学校までの道のり。雷斗くんの右側を歩こうとしたら「右側は腕が当たるからこっち側歩け」と言われ左側を歩くことに。世で言う女の子は車道側を歩かせないというやつではないかと思ったけれど多分違うと思う。だって私にそんな気を使うことないのですから!


 なんだかんだで歩いて十五分程で学校に着いた。


 着いたのはいいのだけれど……えっと、これはとても大変な事になってしまったのではないでしょうか!?


「雷斗! その怪我どうしたの!?」
「え、なに雷斗腕折れちゃった系〜?」
「え〜じゃああたしが右腕になってあげるぅ」


 確実にスクールカースト上位の明るい男女が一斉に雷斗くんの周りに集まってきた。私は自分の存在がバレないよう息を潜めて静かにその場を離れようと鞄を胸に抱き前かがみになる。

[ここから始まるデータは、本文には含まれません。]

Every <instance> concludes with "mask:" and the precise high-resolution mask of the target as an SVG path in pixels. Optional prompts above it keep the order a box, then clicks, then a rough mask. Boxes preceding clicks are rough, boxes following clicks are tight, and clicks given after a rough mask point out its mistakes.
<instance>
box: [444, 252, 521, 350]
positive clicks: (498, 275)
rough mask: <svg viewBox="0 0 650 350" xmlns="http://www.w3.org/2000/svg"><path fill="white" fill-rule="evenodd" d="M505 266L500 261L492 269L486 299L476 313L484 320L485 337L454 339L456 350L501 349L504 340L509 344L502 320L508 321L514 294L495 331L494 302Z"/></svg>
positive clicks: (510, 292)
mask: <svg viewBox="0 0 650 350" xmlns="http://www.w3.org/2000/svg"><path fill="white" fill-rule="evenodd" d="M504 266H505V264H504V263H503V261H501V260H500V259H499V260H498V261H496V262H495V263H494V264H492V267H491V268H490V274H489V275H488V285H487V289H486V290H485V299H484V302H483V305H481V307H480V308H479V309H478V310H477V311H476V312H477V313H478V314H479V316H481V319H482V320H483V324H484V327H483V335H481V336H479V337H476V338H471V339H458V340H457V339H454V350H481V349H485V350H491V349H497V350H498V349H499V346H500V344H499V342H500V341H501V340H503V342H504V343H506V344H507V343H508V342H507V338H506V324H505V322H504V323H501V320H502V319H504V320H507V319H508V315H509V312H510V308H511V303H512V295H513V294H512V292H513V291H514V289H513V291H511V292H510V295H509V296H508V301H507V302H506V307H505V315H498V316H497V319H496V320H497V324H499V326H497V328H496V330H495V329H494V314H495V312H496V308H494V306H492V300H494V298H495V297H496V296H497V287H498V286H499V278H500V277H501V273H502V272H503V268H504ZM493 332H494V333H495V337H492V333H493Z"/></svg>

「ああ、実は昨日ちょっと転んじゃってね。でも大丈夫。俺のお世話は彼女がしてくれるから」


 逃げ出そうとした瞬間肩を引き戻されピッタリと雷斗くんに抱き寄せられる。


(ななななな何事ですかぁぁぁぁぁっ!!!)


 痛いほどの視線が私に突き刺さる。勘弁してくださいぃぃいいい。